Je me déplace lentement, je la vois entrer dans les hauts arbustes. J’entend le bruit du feuillage qui marque son passage. Puis, plus rien. Elle n’a pas pris la direction de la tanière repérée dans le button, mais plutôt la direction inverse. Une petite clarière remplie de broussailles et d’arbustes, impossible de voir où elle est maintenant.
J’attends, je suis encore couché au sol. Elle ressort au bout d’un moment. Elle monte sur un petit tas de sable, et elle s’y couche. Elle enfonce son museau entre sa queue et son corps. Elle dort. Dans les premières minutes, je vois facilement qu’elle est aux aguets. Ses oreilles bougent de temps en temps. Mais au bout de quelques minutes, je sens vraiment qu’elle s’est endormie.
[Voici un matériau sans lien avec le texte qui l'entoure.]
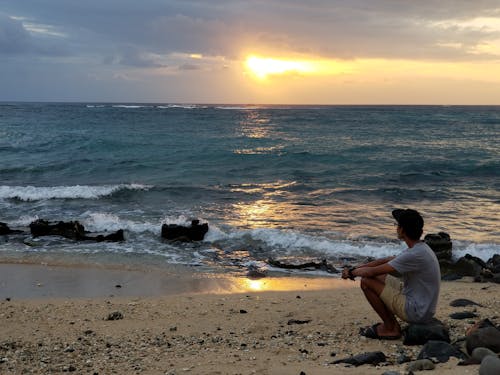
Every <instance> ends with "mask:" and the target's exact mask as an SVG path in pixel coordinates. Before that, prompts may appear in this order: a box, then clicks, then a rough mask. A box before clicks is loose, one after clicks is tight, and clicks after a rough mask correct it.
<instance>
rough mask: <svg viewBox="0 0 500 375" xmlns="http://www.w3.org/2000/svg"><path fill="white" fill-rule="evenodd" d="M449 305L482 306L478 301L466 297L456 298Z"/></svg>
mask: <svg viewBox="0 0 500 375" xmlns="http://www.w3.org/2000/svg"><path fill="white" fill-rule="evenodd" d="M450 306H452V307H465V306H482V305H480V304H479V303H476V302H474V301H471V300H470V299H466V298H458V299H455V300H453V301H451V302H450Z"/></svg>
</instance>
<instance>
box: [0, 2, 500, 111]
mask: <svg viewBox="0 0 500 375" xmlns="http://www.w3.org/2000/svg"><path fill="white" fill-rule="evenodd" d="M0 101H72V102H74V101H78V102H143V103H144V102H154V103H213V104H223V103H227V104H439V105H453V104H470V105H475V104H494V105H500V1H499V0H491V1H483V0H474V1H471V0H453V1H452V0H440V1H434V0H433V1H428V0H419V1H415V0H399V1H396V0H393V1H391V0H364V1H361V0H349V1H347V0H343V1H341V0H309V1H307V0H254V1H239V0H232V1H224V0H182V1H181V0H177V1H175V0H141V1H138V0H133V1H132V0H0Z"/></svg>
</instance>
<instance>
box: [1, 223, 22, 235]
mask: <svg viewBox="0 0 500 375" xmlns="http://www.w3.org/2000/svg"><path fill="white" fill-rule="evenodd" d="M15 233H23V231H22V230H15V229H10V228H9V226H8V225H7V224H5V223H2V222H0V236H4V235H6V234H15Z"/></svg>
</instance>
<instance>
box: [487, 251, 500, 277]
mask: <svg viewBox="0 0 500 375" xmlns="http://www.w3.org/2000/svg"><path fill="white" fill-rule="evenodd" d="M486 267H488V269H489V270H490V271H491V272H492V273H500V254H495V255H493V256H492V257H491V258H490V259H488V261H487V262H486Z"/></svg>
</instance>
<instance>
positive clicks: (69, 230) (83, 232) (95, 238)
mask: <svg viewBox="0 0 500 375" xmlns="http://www.w3.org/2000/svg"><path fill="white" fill-rule="evenodd" d="M30 231H31V235H32V236H33V237H41V236H62V237H65V238H69V239H71V240H75V241H96V242H102V241H109V242H118V241H123V240H124V236H123V230H122V229H119V230H117V231H116V232H114V233H111V234H108V235H102V234H99V235H97V236H94V237H92V236H89V235H88V233H89V232H87V231H85V227H84V226H83V225H82V224H80V223H79V222H78V221H68V222H65V221H59V222H57V223H50V222H49V221H47V220H43V219H39V220H36V221H33V222H32V223H31V224H30Z"/></svg>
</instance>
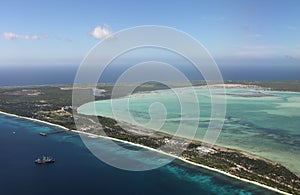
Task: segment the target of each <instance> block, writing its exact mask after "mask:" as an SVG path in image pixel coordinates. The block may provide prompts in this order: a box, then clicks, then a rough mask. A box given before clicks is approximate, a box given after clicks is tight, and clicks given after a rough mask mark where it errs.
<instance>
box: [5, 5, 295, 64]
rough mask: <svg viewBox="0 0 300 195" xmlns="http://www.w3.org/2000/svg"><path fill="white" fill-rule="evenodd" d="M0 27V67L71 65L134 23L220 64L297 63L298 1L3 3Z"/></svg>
mask: <svg viewBox="0 0 300 195" xmlns="http://www.w3.org/2000/svg"><path fill="white" fill-rule="evenodd" d="M0 24H1V25H0V35H1V36H0V66H8V65H9V66H11V65H25V64H26V65H31V64H33V65H47V64H48V65H49V64H56V65H72V64H73V65H74V64H75V65H76V64H79V63H80V62H81V61H82V59H83V58H84V57H85V56H86V55H87V53H88V52H89V50H90V49H91V48H92V47H93V46H94V45H96V44H97V43H98V42H99V41H101V40H102V39H105V38H107V36H110V35H111V34H112V33H115V32H118V31H120V30H123V29H126V28H131V27H135V26H139V25H163V26H168V27H172V28H176V29H179V30H181V31H184V32H186V33H188V34H189V35H191V36H192V37H194V38H195V39H197V40H198V41H199V42H200V43H202V44H203V45H204V46H205V47H206V48H207V50H208V51H209V52H210V54H211V55H212V56H213V57H214V58H215V59H217V61H219V62H221V63H225V64H230V63H236V62H239V63H241V64H242V62H247V64H249V63H256V62H258V61H260V62H264V63H265V62H270V63H272V62H278V61H279V62H281V63H293V64H295V65H298V64H300V1H298V0H247V1H246V0H225V1H224V0H219V1H216V0H207V1H201V0H195V1H176V0H172V1H170V0H164V1H163V0H150V1H133V0H123V1H122V0H119V1H116V0H109V1H102V0H95V1H92V0H84V1H83V0H72V1H68V0H63V1H61V0H60V1H59V0H40V1H37V0H36V1H35V0H26V1H22V0H19V1H15V0H9V1H8V0H4V1H1V3H0ZM299 66H300V65H299Z"/></svg>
Elle est là, à quelques mètres de moi.
Plusieurs dizaines de minutes passent, puis elle lève la tête. Les oreilles sont bien droites, et pointe dans la direction d’où elle arrivait tout à l’heure. Elle s’assied, la tête et les oreilles toujours vers le même endroit. Couché au sol, je ne vois rien. Je décide de me lever tranquillement. J’observe le comportement de la renarde, qui semble ne pas du tout prendre compte de ma présence. Je me relève donc complètement, et j’aperçois au travers des broussailles deux petites silhouettes de renardeaux. Deux renardeaux au pelage croisé, un mixe entre le pelage argenté et le pelage roux. Ils sont si beaux. J’avais aperçu à seulement 2 reprises des renards croisés, une fois à la Baie James et une fois dans les Maritimes. Mais jamais depuis je n’en avais recroisé.
Visiblement, il s’agissait de la progéniture de la renarde. Elle les gardait bien en vue, mais prenait une petite pause d’eux. Quand on devient parent, on comprend facilement la faune qui a ce genre de comportement. Je capte quelques images, puis je me retire puisque je suis presque entre la mère et les bébés. Puis, sur le côté, un autre petit renard se pointe le bout du nez. Celui-là est complètement roux. C’est toujours fascinant de voir que même étant frères et sœurs, ils peuvent être si différents au niveau du pelage.
Je ne semble pas déranger personne, mais je reste quand même un élément nouveau dans l’environnement. Une chose est sûre, je sais où je vais passer les prochains jours. Les renardeaux finissent pas sortir et aller rejoindre leur mère. Ils sont donc trois : deux croisés et un roux. Le bonheur total. Je prends mon temps pour qu’ils tolèrent bien ma présence. Je me déplace doucement, lentement, mes mouvements sont lents et fluides, et la famille m’accepte assez rapidement. La lumière est sublime. Elle est chaude, horizontale, parfaite pour des animaux à poils comme les renards.
Les petits sont beaux à voir, Ils fouinent un peu partout. Leur mère a sans doute caché sa nourriture pour les pousser à chercher par eux-mêmes. Je suis témoin de plusieurs scènes plus magnifiques les unes que les autres. Ayant la confiance de la mère, les petits ne sont maintenant plus du tout intéressés par ma présence. Ils passent près, sans se soucier du tout de moi.
Le soleil passe finalement sous l’horizon. La mère est repartie à la chasse. Les renards sont maintenant à proximité de la tanière que j’avais trouvé plus tôt dans la journée. C’est la fin de journée pour tout le monde. Je retourne vers le campement le cœur gros. Quel moment ce fût! Tout simplement incroyable. La nuit et la fraîcheur arrivent rapidement, une petite collation et déjà, le sommeil m’appelle. Je n’ai pas beaucoup dormi la nuit dernière, mais ce sera difficile de s’endormir avec toutes ces belles images qui défilent dans ma tête.